Well not exactly a circle, but rounding corners on square plywood so I will not be plunging. I know this is probably a silly question, but I always forget and need to write it down on my circle jig. 

Update: I just watched a couple of YouTube videos and saw people cut both clockwise and counterclockwise.


----------



## Stick486 (Jan 4, 2013)

did you miss the PDF's Johnny???
here they are again...
FWIW...
circle jigs want CCW router movement..

.


----------



## JohnnyB60 (Jun 15, 2009)

Stick486 said:


> did you miss the PDF's Johnny???
> here they are again...
> FWIW...
> circle jigs want CCW router movement..
> ...


Thanks Stick. I'll print those out and stick them on my router table.


----------



## Semipro (Mar 22, 2013)

just a easy way to remember, go where finger points


----------



## JohnnyB60 (Jun 15, 2009)

Thanks John, I always know which way to send it through my router table so I'm always trying to orient my router with the table, but sometimes I get it mixed up.


----------



## Stick486 (Jan 4, 2013)

Semipro said:


> just a easy way to remember, go where finger points


thanks...


----------



## DesertRatTom (Jul 3, 2012)

Go where the finger points...excellent, memorable. And it conforms to instructions from wives as well.


----------



## hawkeye10 (Jul 28, 2015)

DesertRatTom said:


> Go where the finger points...excellent, memorable. And it conforms to instructions from wives as well.

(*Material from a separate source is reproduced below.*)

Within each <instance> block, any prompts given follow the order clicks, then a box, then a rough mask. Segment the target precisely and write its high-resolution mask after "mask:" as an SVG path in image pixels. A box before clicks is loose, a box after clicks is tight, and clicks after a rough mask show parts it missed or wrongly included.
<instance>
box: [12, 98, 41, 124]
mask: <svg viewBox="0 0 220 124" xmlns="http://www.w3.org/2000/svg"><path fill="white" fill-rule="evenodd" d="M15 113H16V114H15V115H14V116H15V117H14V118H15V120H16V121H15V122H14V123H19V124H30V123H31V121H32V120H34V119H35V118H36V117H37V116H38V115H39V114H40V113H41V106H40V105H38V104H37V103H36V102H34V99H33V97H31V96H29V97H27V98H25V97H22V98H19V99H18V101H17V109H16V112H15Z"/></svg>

That is funny Tom. :laugh2:


----------



## woodknots (Mar 7, 2012)

Johnny

There are a lot of great suggestions already, so this may or may not help.
I don't think about clockwise or counterclockwise, I just remember to keep the edge to my left when handheld and push forward. Like driving a car, the center line to my left.
Opposite for table mounted.


----------



## old coasty (Aug 15, 2014)

hawkeye10 said:


> That is funny Tom. :laugh2:


But true


----------



## JohnnyB60 (Jun 15, 2009)

vchiarelli said:


> Johnny
> 
> There are a lot of great suggestions already, so this may or may not help.
> I don't think about clockwise or counterclockwise, I just remember to keep the edge to my left when handheld and push forward. Like driving a car, the center line to my left.
> Opposite for table mounted.


Oh wow Vince, that should be easy for me to remember. Just drive the router as i drive my truck, on the right side of the line.


----------



## TallPaul85 (Sep 27, 2004)

As a ex machinist our rule was when doing cuts was on a roughing cut you want to push the chips ahead of the cut and when finishing you want do a climb cut were you are pulling the chips toward you. You get a better finish when doing a climb cut. When you are roughing you want to push the chips away from you so the router doesn't grab into the material. When there is material on both sides of the bit I don't think it matters too much which way you go. I hope this helps.


----------



## Stick486 (Jan 4, 2013)

JohnnyB60 said:


> Oh wow Vince, that should be easy for me to remember. Just drive the router as i drive my truck, on the right side of the line.


great way to look at it...


----------